It’s Up to You as Nancy Drew
By Caroline Sausser
While walking through the underground tunnel system of the Hospitaller compound in Old Acre, my fellow Miami students began a wonderful rendition of the Indiana Jones theme song. As we scurried through the short and narrow tunnel, it conjured images of a giant stone rolling down to chase us all out again. But while some feel like Indiana Jones during the exploration of new places and the work on the Tel, I feel like Nancy Drew.
The Nancy Drew I grew up with was the independent and self-relying computer game version rather than her book counterpart. The games featured puzzles of varying difficulty in order to solve a mystery. They took Nancy to locations spanning from the Wild West to Scotland to Egypt. My favorite part was trying to figure out the puzzles, using information I had to gather throughout the story and thinking in different ways than I might initially.

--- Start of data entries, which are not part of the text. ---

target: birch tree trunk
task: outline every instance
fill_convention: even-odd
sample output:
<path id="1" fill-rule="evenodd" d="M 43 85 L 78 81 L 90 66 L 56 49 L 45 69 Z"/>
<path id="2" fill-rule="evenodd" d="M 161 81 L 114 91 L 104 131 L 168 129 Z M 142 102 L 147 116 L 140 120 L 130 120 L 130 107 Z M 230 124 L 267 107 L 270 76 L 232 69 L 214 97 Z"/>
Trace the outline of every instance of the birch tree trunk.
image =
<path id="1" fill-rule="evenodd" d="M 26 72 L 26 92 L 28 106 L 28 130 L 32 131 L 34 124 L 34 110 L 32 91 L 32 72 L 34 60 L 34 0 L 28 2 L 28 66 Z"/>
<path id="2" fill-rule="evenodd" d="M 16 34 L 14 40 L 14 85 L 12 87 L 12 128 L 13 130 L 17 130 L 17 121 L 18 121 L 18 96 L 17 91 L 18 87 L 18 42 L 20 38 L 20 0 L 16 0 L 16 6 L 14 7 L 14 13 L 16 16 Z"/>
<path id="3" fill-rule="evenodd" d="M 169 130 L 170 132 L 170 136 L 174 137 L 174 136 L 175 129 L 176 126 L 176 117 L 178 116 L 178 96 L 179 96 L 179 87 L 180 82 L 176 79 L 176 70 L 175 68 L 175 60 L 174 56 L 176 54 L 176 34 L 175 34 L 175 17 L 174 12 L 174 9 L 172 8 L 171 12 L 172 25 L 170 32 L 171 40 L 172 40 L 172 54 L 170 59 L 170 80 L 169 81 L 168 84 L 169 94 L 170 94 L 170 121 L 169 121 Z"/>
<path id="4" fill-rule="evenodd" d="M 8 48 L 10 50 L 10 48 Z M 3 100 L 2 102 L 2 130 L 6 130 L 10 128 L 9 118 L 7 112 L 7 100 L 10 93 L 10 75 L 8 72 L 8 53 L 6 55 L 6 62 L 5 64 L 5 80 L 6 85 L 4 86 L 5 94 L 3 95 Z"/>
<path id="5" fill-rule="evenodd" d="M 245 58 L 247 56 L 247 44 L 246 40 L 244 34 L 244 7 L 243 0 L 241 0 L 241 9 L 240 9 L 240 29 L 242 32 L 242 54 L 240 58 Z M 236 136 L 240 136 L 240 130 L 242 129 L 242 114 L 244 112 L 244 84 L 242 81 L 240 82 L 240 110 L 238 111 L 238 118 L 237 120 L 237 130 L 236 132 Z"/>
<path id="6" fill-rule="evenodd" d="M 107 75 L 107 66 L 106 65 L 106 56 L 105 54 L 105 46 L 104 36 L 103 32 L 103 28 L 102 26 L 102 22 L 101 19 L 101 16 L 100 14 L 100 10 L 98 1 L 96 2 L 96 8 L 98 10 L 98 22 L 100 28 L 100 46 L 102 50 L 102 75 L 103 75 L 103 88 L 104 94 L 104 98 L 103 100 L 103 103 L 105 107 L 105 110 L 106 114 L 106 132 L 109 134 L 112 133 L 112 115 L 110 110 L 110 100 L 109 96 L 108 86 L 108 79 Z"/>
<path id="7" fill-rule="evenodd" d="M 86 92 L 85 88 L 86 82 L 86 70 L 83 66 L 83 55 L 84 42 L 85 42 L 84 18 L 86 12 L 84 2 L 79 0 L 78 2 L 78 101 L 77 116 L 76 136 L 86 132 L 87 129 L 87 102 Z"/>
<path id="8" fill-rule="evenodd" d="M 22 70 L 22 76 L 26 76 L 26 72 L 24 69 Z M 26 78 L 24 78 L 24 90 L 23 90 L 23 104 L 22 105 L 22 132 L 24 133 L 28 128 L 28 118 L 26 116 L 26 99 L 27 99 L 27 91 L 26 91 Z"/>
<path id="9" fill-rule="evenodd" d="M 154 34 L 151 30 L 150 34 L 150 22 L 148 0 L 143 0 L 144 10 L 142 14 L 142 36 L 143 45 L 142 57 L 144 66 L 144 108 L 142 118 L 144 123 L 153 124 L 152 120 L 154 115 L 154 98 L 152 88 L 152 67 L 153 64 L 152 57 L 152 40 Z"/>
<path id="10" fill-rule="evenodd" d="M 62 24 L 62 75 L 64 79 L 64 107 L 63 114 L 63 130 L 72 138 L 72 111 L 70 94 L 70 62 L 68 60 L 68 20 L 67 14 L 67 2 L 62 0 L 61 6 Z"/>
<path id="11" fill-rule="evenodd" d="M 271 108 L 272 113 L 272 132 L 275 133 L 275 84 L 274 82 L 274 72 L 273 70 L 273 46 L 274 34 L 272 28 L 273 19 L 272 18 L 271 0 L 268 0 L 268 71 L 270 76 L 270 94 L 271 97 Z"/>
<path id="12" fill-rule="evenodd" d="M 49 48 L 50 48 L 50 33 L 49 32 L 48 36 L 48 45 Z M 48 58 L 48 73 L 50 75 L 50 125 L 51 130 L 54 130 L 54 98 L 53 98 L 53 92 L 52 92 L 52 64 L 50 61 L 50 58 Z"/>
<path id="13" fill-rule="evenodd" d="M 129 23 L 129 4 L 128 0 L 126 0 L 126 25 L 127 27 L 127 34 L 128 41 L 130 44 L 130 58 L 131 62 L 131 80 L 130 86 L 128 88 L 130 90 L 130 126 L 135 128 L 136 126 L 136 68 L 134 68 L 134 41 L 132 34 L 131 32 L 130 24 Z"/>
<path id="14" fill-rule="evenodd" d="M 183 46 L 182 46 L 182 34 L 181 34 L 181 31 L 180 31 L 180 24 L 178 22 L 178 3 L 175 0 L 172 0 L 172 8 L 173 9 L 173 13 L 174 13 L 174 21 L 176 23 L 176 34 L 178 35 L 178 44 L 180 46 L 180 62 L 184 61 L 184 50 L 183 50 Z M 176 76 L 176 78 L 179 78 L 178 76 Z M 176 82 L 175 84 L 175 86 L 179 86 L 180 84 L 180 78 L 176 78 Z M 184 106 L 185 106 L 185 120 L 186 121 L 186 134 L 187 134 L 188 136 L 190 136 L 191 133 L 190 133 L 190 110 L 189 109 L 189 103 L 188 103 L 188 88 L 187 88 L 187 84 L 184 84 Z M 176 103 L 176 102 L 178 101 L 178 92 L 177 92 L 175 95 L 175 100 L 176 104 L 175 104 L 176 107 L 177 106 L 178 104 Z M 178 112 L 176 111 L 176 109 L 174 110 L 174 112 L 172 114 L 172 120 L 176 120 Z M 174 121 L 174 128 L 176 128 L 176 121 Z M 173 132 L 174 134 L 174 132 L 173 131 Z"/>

Out here on the Tel, I have a chance to solve puzzles and mysteries every day. Some are a little less brain-vexing, “such as where can I put my feet in this square without standing on a tabun (ancient ovens named for the Arabic word for oven) or a piece of pottery with the least amount of discomfort?” But others are much more complex. For instance, the tabuns in my square were originally dated to the Early Hellenistic period. However, in and near the tabun, we have found pieces from the earlier Persian period. This leaves us with a couple of dating options, as the tabuns may have really been of the Persian period the whole time, or they may have been filled by either those from the Hellenistic period or the past excavator from the 1970’s and 1980’s, Dothan. Now our focus in digging in this area is to try to solve this mystery. And each little pot sherd and piece of tabun helps us move toward a solution to this puzzle: which era is the one “who-dun-it?”